I am a big fan of including pictures in your online profiles for these kinds of sites. The primary reason is selfish: it makes it easier for me to remember names and faces when I can see a person’s picture. I make it a practice to copy these photos into my Outlook address book; they’ll appear in the header of emails when possible and get synced to my phone as well. On more than one occasion I have been at some sort of gathering and used the pictures in my phone to confirm someone’s identity before walking up to say hello. They also show up in the caller ID display when I receive calls.

Photos are a huge part of social networking sites like Facebook and Myspace, but are notably missing in most professional sites like Plaxo and LinkedIn. Why? I suspect that most people are too self-conscious to include a photo with their professional profile, or only have casual photos that don’t convey an appropriate professional demeanor.

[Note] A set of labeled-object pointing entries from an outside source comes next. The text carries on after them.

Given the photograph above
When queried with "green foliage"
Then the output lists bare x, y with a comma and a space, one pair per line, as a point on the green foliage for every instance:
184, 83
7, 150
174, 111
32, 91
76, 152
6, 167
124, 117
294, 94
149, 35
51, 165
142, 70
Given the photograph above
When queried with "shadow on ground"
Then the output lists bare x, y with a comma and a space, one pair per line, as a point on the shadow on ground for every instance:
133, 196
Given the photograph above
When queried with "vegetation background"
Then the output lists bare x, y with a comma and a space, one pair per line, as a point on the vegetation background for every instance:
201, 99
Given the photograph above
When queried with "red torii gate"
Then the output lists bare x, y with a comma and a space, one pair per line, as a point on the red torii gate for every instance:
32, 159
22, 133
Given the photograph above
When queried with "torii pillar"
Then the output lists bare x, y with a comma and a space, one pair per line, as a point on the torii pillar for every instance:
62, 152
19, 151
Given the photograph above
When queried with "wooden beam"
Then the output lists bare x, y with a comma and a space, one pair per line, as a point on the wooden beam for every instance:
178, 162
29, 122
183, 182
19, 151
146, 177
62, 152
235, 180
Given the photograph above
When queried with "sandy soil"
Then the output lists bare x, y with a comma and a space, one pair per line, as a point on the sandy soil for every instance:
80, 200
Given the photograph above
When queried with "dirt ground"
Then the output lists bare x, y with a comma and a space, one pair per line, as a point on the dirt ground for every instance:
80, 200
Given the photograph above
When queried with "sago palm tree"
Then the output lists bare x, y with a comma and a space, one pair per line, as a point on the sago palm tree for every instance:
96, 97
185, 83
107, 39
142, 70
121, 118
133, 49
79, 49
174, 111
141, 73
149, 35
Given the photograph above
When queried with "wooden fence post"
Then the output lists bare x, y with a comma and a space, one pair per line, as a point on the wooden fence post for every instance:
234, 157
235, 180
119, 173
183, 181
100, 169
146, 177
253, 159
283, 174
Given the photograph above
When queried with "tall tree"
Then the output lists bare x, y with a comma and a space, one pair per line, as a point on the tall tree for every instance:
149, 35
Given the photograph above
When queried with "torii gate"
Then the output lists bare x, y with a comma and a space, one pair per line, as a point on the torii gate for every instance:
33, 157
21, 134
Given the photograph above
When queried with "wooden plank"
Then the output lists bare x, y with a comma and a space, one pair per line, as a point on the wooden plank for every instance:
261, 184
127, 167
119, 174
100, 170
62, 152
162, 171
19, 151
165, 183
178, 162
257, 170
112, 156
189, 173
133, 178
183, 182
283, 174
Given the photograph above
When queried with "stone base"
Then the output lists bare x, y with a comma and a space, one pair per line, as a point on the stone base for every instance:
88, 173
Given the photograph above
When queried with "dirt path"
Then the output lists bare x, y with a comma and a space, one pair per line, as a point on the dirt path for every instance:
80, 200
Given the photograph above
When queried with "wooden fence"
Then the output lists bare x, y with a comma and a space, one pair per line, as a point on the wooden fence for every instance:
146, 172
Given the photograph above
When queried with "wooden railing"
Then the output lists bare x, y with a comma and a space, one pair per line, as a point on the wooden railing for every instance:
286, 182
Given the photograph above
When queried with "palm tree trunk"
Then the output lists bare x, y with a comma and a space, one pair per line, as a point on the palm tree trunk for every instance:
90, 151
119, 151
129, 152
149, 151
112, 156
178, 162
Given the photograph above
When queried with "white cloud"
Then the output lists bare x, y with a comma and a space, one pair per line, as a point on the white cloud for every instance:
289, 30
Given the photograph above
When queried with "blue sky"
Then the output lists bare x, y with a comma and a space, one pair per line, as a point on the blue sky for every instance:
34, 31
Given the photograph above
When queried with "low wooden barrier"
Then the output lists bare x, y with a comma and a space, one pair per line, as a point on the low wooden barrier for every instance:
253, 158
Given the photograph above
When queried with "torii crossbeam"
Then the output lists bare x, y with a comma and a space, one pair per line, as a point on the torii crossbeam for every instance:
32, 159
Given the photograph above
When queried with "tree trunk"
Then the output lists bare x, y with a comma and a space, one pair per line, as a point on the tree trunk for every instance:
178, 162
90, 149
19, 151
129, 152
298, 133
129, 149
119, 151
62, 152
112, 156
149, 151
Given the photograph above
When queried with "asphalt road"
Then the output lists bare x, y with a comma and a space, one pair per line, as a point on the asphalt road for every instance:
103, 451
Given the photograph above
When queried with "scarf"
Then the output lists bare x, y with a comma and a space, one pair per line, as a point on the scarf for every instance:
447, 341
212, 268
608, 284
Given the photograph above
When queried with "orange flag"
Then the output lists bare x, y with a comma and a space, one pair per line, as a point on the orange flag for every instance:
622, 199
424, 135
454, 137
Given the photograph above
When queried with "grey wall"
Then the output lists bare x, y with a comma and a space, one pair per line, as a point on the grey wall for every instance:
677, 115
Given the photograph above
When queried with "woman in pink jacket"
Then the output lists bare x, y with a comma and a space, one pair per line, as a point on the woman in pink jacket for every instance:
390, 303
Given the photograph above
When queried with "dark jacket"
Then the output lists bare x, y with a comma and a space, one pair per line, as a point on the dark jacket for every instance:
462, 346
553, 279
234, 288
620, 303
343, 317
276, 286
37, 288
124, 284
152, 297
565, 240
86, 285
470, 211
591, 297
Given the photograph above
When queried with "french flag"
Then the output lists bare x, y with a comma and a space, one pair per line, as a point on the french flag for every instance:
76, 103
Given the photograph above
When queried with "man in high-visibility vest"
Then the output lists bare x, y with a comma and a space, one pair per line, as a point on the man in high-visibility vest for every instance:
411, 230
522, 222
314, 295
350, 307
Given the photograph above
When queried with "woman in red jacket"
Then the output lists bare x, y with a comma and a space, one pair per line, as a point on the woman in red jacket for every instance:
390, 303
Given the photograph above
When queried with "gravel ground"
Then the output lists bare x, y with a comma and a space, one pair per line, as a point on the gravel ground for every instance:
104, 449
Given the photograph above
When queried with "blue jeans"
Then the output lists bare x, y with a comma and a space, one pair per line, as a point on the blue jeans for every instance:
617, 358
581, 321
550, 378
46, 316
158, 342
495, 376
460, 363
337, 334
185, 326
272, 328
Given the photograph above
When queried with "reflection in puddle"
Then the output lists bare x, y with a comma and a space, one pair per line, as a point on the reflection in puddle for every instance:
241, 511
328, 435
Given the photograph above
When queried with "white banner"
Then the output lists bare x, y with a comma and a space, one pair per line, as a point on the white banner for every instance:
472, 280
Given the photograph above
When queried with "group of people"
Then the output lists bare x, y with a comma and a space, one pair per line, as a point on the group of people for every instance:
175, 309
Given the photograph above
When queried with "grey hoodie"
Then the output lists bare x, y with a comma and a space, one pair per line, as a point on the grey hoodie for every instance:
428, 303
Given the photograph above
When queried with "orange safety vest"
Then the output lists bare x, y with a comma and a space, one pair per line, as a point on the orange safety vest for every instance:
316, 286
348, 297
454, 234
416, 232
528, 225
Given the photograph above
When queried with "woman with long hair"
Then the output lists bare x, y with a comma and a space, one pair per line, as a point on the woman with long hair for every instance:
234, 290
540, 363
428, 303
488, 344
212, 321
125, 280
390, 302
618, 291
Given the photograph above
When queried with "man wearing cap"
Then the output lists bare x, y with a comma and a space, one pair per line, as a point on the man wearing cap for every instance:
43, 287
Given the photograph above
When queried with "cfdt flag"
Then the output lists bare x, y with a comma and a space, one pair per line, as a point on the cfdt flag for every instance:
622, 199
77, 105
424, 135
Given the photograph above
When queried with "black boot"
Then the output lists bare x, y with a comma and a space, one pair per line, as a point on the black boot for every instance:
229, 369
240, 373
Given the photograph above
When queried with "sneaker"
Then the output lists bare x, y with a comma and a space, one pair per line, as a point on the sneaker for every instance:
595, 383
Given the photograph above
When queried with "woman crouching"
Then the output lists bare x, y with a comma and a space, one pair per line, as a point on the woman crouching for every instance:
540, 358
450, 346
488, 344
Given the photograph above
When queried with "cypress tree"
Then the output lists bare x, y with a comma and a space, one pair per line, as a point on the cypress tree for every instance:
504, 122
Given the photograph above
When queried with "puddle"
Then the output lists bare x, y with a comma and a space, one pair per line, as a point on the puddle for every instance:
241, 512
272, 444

Too self-conscious? Get over it. The value of your photo in cementing connections with people far exceeds your concern over having a “good” picture of yourself online. Moreover, most people are far too picky in choosing a picture of themselves. People who know you accepted what you look like long ago. Few of us are supermodels; the rest are just average-looking people.

Inappropriate photo? Not a problem. For online photos to be effective, you must crop them tightly, showing only your face. The latest fad is to crop even tighter, clipping off the edges of your face. Either way, those embarrassing background details won’t show up. Just find any photo that shows your face clearly, crop out everything else, and get it posted online.

So get going! Find a photo, crop it, and post it. Your profile will be much improved as a result, and I’ll certainly be happier, along with everyone else in your online network.